Non CTE Version Scans the Entire Clustered Index, whose size is 9925 Pages. So This query took 9925 reads,that is 1 Less than the no of reads recorded for Non CTE version.
Coming to CTE Version, It Initially Scans the entire Non CI to retrieve only 5 Ids. As Non CI occupied 306 Pages,It requires 306 reads to fetch the 5 Random Ids. Then with those 5 Ids, it fetches the details of 5 those Ids by using Clustered Index Seek. As CI spans across 3 levels, to fetch 1 record details, it will take 3 reads. For 5 records, It will take 15 reads. So combined, it will take 321(306+15) reads, which is exactly 1 less than the reads recorded.
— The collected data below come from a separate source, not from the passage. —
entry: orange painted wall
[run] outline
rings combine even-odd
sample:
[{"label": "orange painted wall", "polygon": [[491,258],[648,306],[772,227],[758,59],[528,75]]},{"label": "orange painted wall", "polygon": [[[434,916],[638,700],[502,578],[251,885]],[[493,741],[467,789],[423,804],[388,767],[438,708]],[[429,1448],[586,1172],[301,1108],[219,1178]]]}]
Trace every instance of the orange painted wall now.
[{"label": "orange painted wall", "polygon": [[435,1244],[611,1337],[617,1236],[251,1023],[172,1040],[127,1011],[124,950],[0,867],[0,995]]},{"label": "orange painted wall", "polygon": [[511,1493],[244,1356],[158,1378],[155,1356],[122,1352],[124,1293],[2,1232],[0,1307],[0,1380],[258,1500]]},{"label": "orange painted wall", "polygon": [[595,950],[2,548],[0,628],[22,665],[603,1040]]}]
The Extra 1 read might be because of GUIDs????
Look at the Execution Plans of the 2 queries. The CTE query outperforms the non CTE query; the CTE query chooses the Non-Clustered Index Scan(to Retrieve 5 Random OrderIDs) and a Clustered Index seek(To retrieve details of 5 records), while our initial query settled for a Clustered Index Scan.
Note: After a discussion with Brad, There will be some exceptional cases, which optimizer will choose entire Clustered Index Scan to retrieve the records
When the “Id” column is not covered by index or it is not the first key column in case of index has multiple keycolumns.
When the Random Records Sample size is too large.